WWD Digital Daily

J. Crew’s Effort to Delay Rent Payments Draws Opposition

The bankrupt retailer’s landlords objected to the notion of deferring rent payments for 60 days, citing reopenings in a number of states.

- BY SINDHU SUNDAR

When J. Crew Group filed for Chapter 11 protection this month, it asked for what was becoming a common request in retail bankruptci­es during the coronaviru­s pandemic: to defer paying rent for 60 days, while stores were closed due to lockdowns and social distancing.

This week, a group of landlords for the company objected, arguing that many of the states where J. Crew operates stores are now allowing nonessenti­al retailers to reopen.

The question of reopening stores, before testing and contact tracing efforts can be adequately scaled up, has prompted retail employees to raise flags about health risks. But only eight states, including New York, California and Michigan, are still in the shut down phase, the landlords argued in their filing, pointing to the partial and imminent reopenings elsewhere around the country.

“This represents a fundamenta­l difference between the retail cases filed before the COVID-19 pandemic and the debtors’ situation,” the landlords said in their filing Monday in Virginia bankruptcy court.

“The pre-COVID-19 cases were forced to shut down operations with very little warning after they filed, while the debtors have the ability to operate stores at most locations, albeit under modified circumstan­ces in some cases,” they said.

J. Crew has not paid them rent for May, the landlords said, indicating that they also believe the retailer may not make full rent payments in June and July.
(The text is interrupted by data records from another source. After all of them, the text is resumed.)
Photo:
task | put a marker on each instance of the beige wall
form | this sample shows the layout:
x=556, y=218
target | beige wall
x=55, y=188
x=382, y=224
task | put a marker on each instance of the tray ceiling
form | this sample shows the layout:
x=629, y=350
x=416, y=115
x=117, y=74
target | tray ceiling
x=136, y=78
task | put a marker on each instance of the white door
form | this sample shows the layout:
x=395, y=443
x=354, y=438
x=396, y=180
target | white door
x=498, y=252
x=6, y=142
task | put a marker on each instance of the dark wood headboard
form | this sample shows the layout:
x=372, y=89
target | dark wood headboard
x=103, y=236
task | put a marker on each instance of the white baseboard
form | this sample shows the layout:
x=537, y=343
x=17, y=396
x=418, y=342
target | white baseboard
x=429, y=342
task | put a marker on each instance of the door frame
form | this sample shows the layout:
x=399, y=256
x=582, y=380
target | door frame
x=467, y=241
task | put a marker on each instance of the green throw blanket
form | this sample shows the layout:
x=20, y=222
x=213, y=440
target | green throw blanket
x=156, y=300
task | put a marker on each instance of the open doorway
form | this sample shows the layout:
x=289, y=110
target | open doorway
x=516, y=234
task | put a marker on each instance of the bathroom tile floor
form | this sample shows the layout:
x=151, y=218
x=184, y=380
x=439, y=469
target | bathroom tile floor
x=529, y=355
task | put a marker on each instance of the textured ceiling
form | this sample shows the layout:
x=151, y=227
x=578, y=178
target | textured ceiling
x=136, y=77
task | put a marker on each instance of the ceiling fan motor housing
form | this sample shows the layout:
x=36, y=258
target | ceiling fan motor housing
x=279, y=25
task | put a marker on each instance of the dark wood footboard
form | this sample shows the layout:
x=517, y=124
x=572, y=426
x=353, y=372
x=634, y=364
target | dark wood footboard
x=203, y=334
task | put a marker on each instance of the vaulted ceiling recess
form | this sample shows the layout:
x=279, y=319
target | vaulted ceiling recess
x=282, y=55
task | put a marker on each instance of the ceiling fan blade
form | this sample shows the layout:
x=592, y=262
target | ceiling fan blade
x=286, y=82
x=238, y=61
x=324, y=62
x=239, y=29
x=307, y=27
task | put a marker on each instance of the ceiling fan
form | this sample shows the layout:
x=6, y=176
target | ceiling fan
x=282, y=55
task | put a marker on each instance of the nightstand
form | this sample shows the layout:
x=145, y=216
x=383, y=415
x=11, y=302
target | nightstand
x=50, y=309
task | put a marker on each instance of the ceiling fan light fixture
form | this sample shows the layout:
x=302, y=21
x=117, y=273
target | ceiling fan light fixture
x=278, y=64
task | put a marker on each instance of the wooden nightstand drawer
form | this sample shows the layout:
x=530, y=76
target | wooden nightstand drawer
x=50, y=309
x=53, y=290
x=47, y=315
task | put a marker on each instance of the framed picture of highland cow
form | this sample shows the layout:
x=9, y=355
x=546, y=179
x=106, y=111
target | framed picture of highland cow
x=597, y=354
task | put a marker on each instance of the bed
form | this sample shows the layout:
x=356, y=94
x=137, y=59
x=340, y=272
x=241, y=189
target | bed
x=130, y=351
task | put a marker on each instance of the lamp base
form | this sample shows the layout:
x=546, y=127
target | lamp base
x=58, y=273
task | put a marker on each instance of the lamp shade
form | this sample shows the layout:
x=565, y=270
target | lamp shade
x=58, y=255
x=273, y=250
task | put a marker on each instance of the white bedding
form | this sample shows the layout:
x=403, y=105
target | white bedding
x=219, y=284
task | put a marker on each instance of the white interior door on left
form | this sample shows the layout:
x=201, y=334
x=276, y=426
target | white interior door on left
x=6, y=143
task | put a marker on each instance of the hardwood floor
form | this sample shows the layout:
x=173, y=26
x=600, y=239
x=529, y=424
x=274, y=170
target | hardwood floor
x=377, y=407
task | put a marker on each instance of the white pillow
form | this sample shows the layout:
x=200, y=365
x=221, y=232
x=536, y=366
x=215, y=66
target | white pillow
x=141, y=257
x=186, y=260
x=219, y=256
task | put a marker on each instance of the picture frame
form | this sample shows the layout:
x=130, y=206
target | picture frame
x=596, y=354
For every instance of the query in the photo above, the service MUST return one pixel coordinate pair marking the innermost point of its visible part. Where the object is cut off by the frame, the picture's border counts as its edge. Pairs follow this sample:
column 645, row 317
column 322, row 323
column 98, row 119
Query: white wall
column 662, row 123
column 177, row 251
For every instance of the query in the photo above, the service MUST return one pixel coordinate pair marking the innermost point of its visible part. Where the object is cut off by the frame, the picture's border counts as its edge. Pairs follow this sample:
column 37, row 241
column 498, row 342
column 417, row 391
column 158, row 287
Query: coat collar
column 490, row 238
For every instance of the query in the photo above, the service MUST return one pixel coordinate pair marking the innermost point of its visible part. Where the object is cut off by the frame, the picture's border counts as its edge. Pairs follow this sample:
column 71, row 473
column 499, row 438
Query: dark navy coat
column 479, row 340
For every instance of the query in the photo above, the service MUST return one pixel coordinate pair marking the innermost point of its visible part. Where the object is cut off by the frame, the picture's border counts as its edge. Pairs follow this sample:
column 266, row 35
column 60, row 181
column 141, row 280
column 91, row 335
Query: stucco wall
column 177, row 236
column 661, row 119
The objecting landlord companies include Brookfield Property REIT Inc., Hines Global REIT and Jones Lang Lasalle Americas Inc.

J. Crew had said in bankruptcy filings this month that while its operations were running at reduced capacity, it wouldn’t be “prudent or in the best interest of the debtors’ estates and creditors” to be paying its $23 million in monthly lease expenses during the first 60 days of its proceeding­s. The pandemic essentiall­y drove J. Crew to close some 500 stores around the world, according to the retailer, which has also furloughed more than 11,000 employees since April.
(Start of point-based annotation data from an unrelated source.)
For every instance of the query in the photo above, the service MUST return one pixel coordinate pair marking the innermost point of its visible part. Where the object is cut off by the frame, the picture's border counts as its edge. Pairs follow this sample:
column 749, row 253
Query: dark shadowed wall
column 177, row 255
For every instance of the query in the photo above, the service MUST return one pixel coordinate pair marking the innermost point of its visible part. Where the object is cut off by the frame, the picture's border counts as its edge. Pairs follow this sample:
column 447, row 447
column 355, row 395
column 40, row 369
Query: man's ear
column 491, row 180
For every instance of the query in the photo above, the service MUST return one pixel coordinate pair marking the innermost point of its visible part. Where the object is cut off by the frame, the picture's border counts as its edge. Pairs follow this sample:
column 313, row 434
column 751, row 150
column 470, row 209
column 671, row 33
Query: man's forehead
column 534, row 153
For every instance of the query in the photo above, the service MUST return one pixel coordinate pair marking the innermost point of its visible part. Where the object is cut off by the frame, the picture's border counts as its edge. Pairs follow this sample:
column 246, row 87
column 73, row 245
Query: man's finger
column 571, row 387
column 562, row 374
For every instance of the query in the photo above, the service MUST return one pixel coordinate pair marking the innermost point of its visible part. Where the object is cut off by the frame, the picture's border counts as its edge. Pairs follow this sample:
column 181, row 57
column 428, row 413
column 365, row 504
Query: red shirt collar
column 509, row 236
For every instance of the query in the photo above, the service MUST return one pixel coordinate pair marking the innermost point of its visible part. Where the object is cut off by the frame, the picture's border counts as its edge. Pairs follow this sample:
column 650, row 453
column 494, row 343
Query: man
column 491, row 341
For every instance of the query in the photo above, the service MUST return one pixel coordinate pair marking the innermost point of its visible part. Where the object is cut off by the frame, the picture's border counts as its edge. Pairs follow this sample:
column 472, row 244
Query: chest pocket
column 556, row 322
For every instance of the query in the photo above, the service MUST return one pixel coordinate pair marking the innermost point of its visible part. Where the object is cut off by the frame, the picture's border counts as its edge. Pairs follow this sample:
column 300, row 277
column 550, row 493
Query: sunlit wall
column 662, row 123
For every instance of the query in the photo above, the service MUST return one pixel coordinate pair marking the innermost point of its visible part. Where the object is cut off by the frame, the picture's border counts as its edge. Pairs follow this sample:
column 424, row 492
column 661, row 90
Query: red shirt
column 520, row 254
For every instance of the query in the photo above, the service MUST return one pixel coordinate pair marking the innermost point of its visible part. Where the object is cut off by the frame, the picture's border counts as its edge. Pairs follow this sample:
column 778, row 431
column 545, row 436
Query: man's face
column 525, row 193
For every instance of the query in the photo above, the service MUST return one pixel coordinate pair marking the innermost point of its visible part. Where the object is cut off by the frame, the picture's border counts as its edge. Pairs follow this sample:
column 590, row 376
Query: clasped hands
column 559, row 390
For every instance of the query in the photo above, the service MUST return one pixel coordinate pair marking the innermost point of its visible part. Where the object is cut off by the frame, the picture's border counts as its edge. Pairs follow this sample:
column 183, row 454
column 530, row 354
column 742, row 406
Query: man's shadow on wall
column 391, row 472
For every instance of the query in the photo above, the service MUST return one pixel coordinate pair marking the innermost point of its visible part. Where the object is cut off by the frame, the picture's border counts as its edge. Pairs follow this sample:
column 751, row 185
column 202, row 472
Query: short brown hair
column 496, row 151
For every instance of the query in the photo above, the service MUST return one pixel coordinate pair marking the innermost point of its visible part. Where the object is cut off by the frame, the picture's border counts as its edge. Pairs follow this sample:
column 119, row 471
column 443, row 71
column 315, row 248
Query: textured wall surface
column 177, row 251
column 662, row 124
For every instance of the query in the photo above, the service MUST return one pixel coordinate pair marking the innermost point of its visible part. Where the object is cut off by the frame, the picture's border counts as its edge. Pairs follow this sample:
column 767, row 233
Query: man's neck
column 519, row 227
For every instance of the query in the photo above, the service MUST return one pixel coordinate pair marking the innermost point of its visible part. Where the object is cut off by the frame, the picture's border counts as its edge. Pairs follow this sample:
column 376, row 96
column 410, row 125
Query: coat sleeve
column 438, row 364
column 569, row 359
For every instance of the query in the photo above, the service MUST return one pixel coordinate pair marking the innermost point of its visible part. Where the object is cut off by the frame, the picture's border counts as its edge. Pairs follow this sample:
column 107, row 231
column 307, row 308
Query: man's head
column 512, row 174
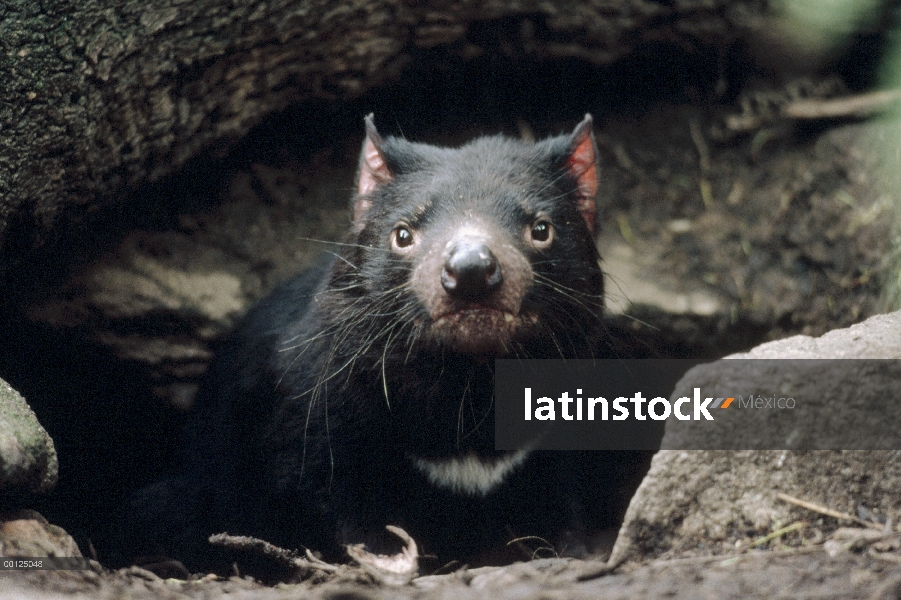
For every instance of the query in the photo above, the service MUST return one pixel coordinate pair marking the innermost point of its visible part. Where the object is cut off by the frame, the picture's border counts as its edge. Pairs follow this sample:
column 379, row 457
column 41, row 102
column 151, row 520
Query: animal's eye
column 541, row 234
column 402, row 238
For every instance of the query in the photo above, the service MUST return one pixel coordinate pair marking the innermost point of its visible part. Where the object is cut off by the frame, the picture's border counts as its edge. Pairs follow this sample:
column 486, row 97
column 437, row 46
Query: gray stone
column 711, row 500
column 27, row 455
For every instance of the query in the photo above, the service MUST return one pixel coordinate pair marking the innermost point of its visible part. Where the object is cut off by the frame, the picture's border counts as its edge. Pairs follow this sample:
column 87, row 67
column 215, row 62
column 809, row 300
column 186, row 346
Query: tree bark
column 100, row 96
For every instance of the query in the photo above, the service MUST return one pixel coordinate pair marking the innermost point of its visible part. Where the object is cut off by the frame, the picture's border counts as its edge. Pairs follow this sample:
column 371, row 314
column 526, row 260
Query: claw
column 395, row 570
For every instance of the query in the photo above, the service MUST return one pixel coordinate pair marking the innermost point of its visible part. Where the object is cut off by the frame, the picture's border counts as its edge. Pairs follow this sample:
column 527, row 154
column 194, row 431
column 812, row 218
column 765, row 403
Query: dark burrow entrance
column 714, row 240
In March alone, when lockdowns related to COVID-19 began to go into place around the U.S., the company’s revenue dropped by about 46 percent from March 2019, according to J. Crew. The retailer, which mostly has stores in malls and shopping centers, has about 140 landlords, it said.
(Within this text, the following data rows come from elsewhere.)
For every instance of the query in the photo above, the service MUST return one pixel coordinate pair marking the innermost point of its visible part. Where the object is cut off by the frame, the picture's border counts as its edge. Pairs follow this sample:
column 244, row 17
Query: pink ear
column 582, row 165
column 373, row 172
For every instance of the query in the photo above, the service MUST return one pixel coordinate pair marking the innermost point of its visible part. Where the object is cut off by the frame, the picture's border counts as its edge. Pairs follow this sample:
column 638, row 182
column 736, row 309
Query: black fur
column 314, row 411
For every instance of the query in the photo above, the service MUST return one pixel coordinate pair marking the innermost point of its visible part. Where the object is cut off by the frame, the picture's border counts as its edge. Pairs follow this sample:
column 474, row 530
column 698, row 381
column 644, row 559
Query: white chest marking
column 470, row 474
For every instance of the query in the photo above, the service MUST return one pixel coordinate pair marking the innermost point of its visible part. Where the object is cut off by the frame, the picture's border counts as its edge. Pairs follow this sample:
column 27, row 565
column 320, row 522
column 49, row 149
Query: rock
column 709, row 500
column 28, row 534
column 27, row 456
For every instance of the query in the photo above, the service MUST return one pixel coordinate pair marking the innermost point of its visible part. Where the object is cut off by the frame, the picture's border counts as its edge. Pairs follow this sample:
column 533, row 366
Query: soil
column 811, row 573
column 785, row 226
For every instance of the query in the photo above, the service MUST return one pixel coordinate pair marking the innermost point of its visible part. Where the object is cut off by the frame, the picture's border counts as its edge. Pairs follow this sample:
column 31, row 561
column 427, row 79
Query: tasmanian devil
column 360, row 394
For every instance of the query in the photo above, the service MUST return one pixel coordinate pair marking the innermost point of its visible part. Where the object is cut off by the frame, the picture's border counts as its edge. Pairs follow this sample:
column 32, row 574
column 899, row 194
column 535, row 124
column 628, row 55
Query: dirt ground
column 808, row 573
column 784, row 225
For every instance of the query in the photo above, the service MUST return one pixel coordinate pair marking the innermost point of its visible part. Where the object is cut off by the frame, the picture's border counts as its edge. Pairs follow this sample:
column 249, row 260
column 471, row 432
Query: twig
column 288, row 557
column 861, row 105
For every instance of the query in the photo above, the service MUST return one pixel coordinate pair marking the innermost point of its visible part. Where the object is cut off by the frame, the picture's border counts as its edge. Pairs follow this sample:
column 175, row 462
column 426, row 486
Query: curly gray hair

“Though the debtors recognize that these locations serve an important purpose in their retail operations, they currently represent a significan­t strain on the debtors’ operating liquidity,” J. Crew wrote in a filing earlier this month.

When it began its bankruptcy proceeding­s, J. Crew’s attorneys had said the retailer was still negotiatin­g with landlords. The dispute over rent deferral will be the subject of an upcoming hearing scheduled for May 26. In the meantime, discussion­s between the retailer and landlords are expected to continue.

A representa­tive for J. Crew declined to comment Wednesday.

The bankruptcy code generally requires companies to pay the bills they incur during the bankruptcy, including rent, which are labeled “administra­tive expenses” that are generally afforded some priority for repayment.

But in the pandemic era, some retailers have invoked a provision of the bankruptcy code that they say provides a 60-day grace period if they can show “cause” for such an extension.

Courts have appeared to be sympatheti­c to such asks, while consumers are housebound and nonessenti­al stores have been ordered to temporaril­y close. In the case of Modell’s Sporting Goods Inc., a

New Jersey bankruptcy judge had granted the sporting goods retailer’s request to pause the proceeding­s, including rent payments, after it filed for Chapter 11 in March.

But those decisions came down earlier in the pandemic, when lockdowns were taking effect, the landlords argued in the J. Crew case.

“At this stage of the COVID-19 pandemic, the debtors can operate at the vast majority of their store locations,” they argued in their filing Monday.